Batch tasks in workflows

Using Batch tasks in workflows requires a few additional steps than using Lambda tasks. Lambdas integrate more directly with Step Functions than Batch, which has additional layer of infrastructure in-between. As a result, users must keep a few more things in mind when using to Batch tasks.

`pre-batch` and `post-batch`

Because Batch tasks cannot take the input payload natively like Lambda and must redirect through S3, Cirrus provides a built-in Lambda task to assist. The pre-batch task takes an input payload, uploads it to S3, and returns an output JSON payload with a url key with the S3 payload URL as its value. pre-batch should always be run immediately proceeding a Batch task for this purpose.

Similarly, Batch does not integrate returned payloads with step functions nearly as well as Lambda, so Cirrus has a built-in post-batch task to help with, well, post-batch operations. Specifically, post-batch can pull the Batch payload from S3 and return that in the case of a successful Batch execution. In the case of a Batch error, post-batch will scrape the execution logs for an exception or other error message, and raise it within the step function. This helps “bubble” Batch task errors up to the step function. Errors can then be handled within the step function semantics or used to fail the step function execution with error context that can ultimately be pushed into the state database, increasing error visibility and assisting with troubleshooting.

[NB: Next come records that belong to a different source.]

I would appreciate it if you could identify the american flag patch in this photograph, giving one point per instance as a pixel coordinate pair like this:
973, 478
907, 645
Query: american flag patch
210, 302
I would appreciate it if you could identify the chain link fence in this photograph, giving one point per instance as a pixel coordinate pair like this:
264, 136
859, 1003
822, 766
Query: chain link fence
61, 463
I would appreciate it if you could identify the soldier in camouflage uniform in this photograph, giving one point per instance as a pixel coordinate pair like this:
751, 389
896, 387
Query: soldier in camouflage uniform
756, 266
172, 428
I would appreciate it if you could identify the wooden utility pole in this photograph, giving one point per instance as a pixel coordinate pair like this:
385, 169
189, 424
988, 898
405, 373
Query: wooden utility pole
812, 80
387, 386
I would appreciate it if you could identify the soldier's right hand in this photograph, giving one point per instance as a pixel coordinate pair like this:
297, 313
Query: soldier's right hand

Therefore, like pre-batch, a post-batch step should always immediately follow a Batch task step.

Put it all together with a `parallel` block

Instead of simply being able to have a single step in a step function for a Batch task, we end up with three steps. Because of the way they operate together, we can think of the pre-batch -> Batch task -> post-batch triad as a single step from the perspective of error handling and retries. That is, if we encounter an error anywhere in that set of three, we either want to fail them all or retry them all together.

Enter the step function parallel block. Step functions provide this control primative to allow users to define one or more branches in a workflow that can execute in parallel. Interestly for us, parallel supports both Catch and Retry policies for error handling, which provides us with the control we need for Batch.

Error handling

It is essential that workflows properly handle errors when using Batch, as there are more things that can go wrong than when using Lambda. For example, when too many Step Functions are trying to create a new Batch Job, a AWSBatchException is thrown. When the EC2 instance that a Batch Job is running on is reclaimed, as happens frequently with Spot instances at scale, a retry should occur so the Batch Job is attempted again. This is why it is recommended to use a Parallel block with retry to wrap the Batch steps.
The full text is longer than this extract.